Ambos, Mercosul e Alca, são tratados de integração econômica regional, e a primeira vista só haveria razões para os países do Mercosul virem a se beneficiar de uma política de livre comércio estendida em espaço hemisférico.
Mas, não somos apenas nós, brasileiros, que estamos vendo que, a adesão pura e simples ao projeto proposto pelo governo de Washington (Área de Livre Comércio das Américas, Alca), se implantado sem um ajuste de interesses com o Mercosul, que já tem mais de 10 anos de funcionamento com inegável sucesso, será prejudicial aos países deste tratado sul regional.
Esta conciliação de interesses exige tempo para se operar, por isto, a posição de diplomacia brasileira no sentido de que se mantenha o prazo de cinco anos, 2005, para ingressarmos na Alca.
Esta percepção de que a diplomacia norte-americana incorre em erro querendo antecipar a data pré-estabelecida para todos países americanos aderirem à Alca, encontramos nas pesquisas realizadas pelo Centro Internacional de Estudos Estratégicos, de Washington, presidido pelo internacionalista William Perry. O documento “Pensando Estrategicamente em 2005”, examina as implicações estratégicas para os Estados Unidos e para o Continente Americano resultantes da vigência do acordo de livre comércio hemisfério em 2005. Nem admite que estas implicações estratégicas possam vir a concretizar-se antes de cinco anos.
Por outro lado, o próprio governo Washington vem encontrando dificuldades em agilizar a sua política para o Continente, em virtude da negativa do Congresso em autorizar o Presidente da República de assumir compromissos prévios, o chamado “fast track”, o que retira a disponibilidade de certa autonomia nas negociações com seus vizinhos, como vem acontecendo no caso do chamado Plano Colômbia. Clinton não conseguiu o “fast track” apesar de todo o seu empenho e Bush já iniciou suas gestões junto ao Congresso pata obté-lo.

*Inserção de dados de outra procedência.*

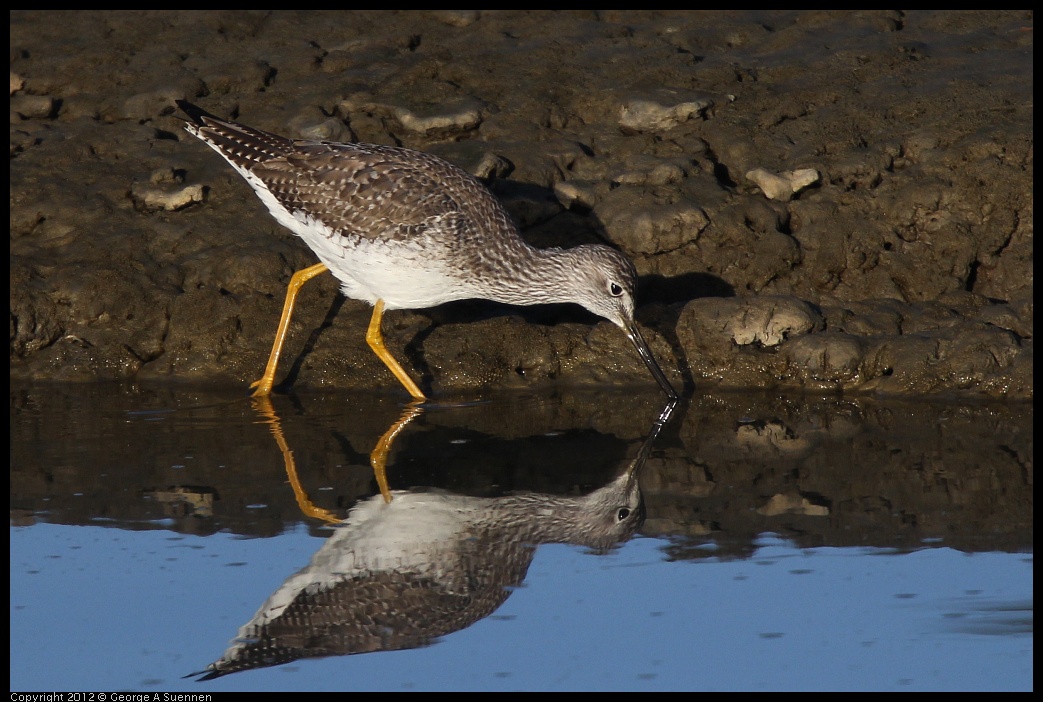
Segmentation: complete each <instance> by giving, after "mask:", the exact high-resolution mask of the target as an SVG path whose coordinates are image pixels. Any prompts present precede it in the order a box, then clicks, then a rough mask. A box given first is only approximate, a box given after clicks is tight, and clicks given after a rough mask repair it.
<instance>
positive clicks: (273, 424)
mask: <svg viewBox="0 0 1043 702" xmlns="http://www.w3.org/2000/svg"><path fill="white" fill-rule="evenodd" d="M252 402H253V409H254V410H256V411H257V412H258V414H260V415H261V417H262V421H263V422H264V423H266V425H268V429H269V430H271V435H272V436H274V437H275V443H276V444H277V445H278V450H280V451H281V452H282V453H283V464H284V466H285V467H286V477H287V478H288V479H289V481H290V487H292V488H293V494H294V495H295V497H296V498H297V506H298V507H300V511H301V512H304V513H305V516H311V517H315V518H317V519H322V521H323V522H328V523H330V524H340V522H341V519H340V518H339V517H338V516H337V515H336V514H334V513H333V512H331V511H330V510H328V509H323V508H322V507H316V506H315V505H314V504H312V501H311V500H310V499H309V498H308V492H307V491H306V490H305V487H304V485H301V484H300V478H299V477H298V476H297V462H296V461H295V460H294V459H293V452H292V451H290V444H289V443H287V441H286V437H285V436H283V427H282V425H281V423H280V421H278V415H277V414H275V408H274V407H272V405H271V398H270V397H268V396H261V397H258V398H257V400H253V401H252ZM386 482H387V479H386V478H385V483H386ZM388 494H390V493H388ZM385 500H389V498H385Z"/></svg>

Segundo estudos realizados pelo Embaixador Samuel Pinheiro Guimarães, do Instituto de Pesquisa de Relações Internacionais, na conjuntura econômica em que vivemos, é imprescindível gerar superávits comerciais, sem o que a nossa economia não terá como se consolidar; para isto teremos que dispor, durante alguns anos, de certa margem de autonomia comercial, margem esta que perderíamos, na hora em que aceitarmos os compromissos tarifários resultantes de uma política de livre comércio continental. Precisaremos de tempo para ajustar a nossa economia e negociar em conjunto com nossos parceiros do Mercosul as condições favoráveis para a nossa inserção no âmbito mais amplo de uma associação hemisférica de livre comércio.

Carlos de Meira Mattos
General Reformado do Exército Conselheiro de ESG.